Sedation is something that is often needed in the autumn for clipping but also for the farrier, travelling or for rasping teeth.
There are 3 main ways in which horses can be sedated – 2 of these are via an oral syringe that the owner can administer themselves (Domosedan and Sedalin/Relaquin) and the third is through intravenous sedation administered by the vet.
Sedalin or Relaquin
The active ingredient of sedalin is ACP, which is a mild sedative and reduces anxiety. For this reason, sedalin is often used for horses that do not require as deep a level of sedation. Sedalin has the huge advantage in that it can be can be administered by the owner with a prescription from your vet. The only caveat is that the vet must have seen the horse in the last 6 months to comply with DEFRA medicine dispensing regulations. An additional advantage of sedalin is that it is given orally like a wormer. The sedation will take approximately 30 – 40 minutes to fully develop, and last for up to a couple of hours, so it is key that you enable enough time for the sedation to take effect before any procedure is initiated.
The active ingredient in domosedan is detomidine, which gives a higher level of sedation than ACP. Therefore, we recommend domosedan for those horses that require a medium level of sedation. Domosedan is very advantageous in that it can be can be administered by the owner with a prescription from your vet. The only caveat is that the vet must have seen the horse in the last 6 months to comply with DEFRA medicine dispensing regulations. One difficulty in giving Domosedan is that it must be given under the tongue on the gum / oral mucosa – not just into the mouth like a wormer, therefore this can be difficult in horses that are difficult to worm. The sedation will take approximately 30 – 40 minutes to fully develop, so it is key that you enable enough time for the sedation to take effect before any procedure is initiated. Sedation would typically last for an hour or so.

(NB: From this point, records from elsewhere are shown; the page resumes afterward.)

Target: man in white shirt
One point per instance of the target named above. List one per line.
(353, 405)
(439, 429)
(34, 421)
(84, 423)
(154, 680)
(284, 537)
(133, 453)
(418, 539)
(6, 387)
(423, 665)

I/V sedation is sedation given into the vein and is used in those horses that require a high level of sedation to enable procedures to be performed, when oral sedation is not adequate. The dose / type of sedation used depends on many different things – including duration of sedation required, procedure being completed, depth of sedation of required, how sensitive the horse is to sedation. I/V sedation requires a visit from the vet, and can be done on our zone visit scheme. The advantages of I/V sedation is that it gives a much greater depth of sedation, therefore it is very useful in horses that are exceptionally sensitive to procedures being performed. Additionally, with I/V sedation the vet will wait for up to 15 minutes to enable a ‘top up’ if the horse starts to come round from sedation. I/V sedation typically uses a mixture of a sedative drug and a opioid which usually produces a more profound sedation with less sensitivity to touch.